If I had to guess, I’d say Trap Island was a sativa, or sativa-leaning. My review suggests I believed there should have been a bite, which I would have presumed more so from a sativa than an indica. Generally speaking, because some indicas give me a nasty bite, especially anything with Sherbet in it, probably because of that Burmese landrace that’s in there.
Anyway, this isn’t much of a strain review. I never went back to R Greenleaf. I’ve never seen Trap Island anywhere else. But the last time I bought in Ruidoso I wasn’t blown away by what I got, so maybe I will give these folks another shot. If they still sell by the gram.
To clarify what I mean by “the bite.”
It’s true of marijuana, and probably true of a lot of drugs. Mushrooms come to mind. Even alcohol. You start to feel the effects of the drug but then your mind starts skimming off the worries and angst bubbling up there at the surface of your consciousness. If you’ve made a mistake, done something stupid, or just had something lousy happen in your life, the high will sometimes make its first stop in this territory, on these front-and-center topics. Even if you didn’t think you really wanted to think about them. After all, isn’t that the point of the drug, to escape, to avoid, to detach, for a little while?

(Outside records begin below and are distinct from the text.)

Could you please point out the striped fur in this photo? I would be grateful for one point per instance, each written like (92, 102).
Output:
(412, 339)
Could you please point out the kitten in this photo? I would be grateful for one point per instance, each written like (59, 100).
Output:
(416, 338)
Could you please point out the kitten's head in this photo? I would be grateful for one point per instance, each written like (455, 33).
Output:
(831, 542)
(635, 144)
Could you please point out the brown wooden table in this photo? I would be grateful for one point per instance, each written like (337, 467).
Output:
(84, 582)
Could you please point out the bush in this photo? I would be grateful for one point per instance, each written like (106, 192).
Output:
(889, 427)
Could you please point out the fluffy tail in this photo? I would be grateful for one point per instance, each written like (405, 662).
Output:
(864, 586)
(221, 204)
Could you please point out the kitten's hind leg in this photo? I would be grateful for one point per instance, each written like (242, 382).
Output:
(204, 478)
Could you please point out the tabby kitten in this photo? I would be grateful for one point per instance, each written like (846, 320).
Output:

My experience with marijuana is that I often encounter this “bite” phase of the high first. Sometimes it isn’t negative at all but yields a “head rush” replete with wacky ideas, the highs and “high-deas” of my younger days. Pure wild-minded bliss. But if there’s something I’ve been kicking myself over, or some nonsense I cannot get out of my head, the high will make me encounter this reality. It’s the opposite of escapism. It can be therapeutic, facing what worries me. Or it can send me spinning down the bitten wormhole—if I fight it, if I allow myself to dwell there. I let the bite take its hold for a few minutes then I tell myself I smoked up to relax and enjoy myself, not to wallow.
But, as my experience with Trap Island suggests, it is best to hold nothing in your head to have your high mind “bite onto.” In such a case, you just get right to the good stuff, and there’s not much simpler in life or better than that.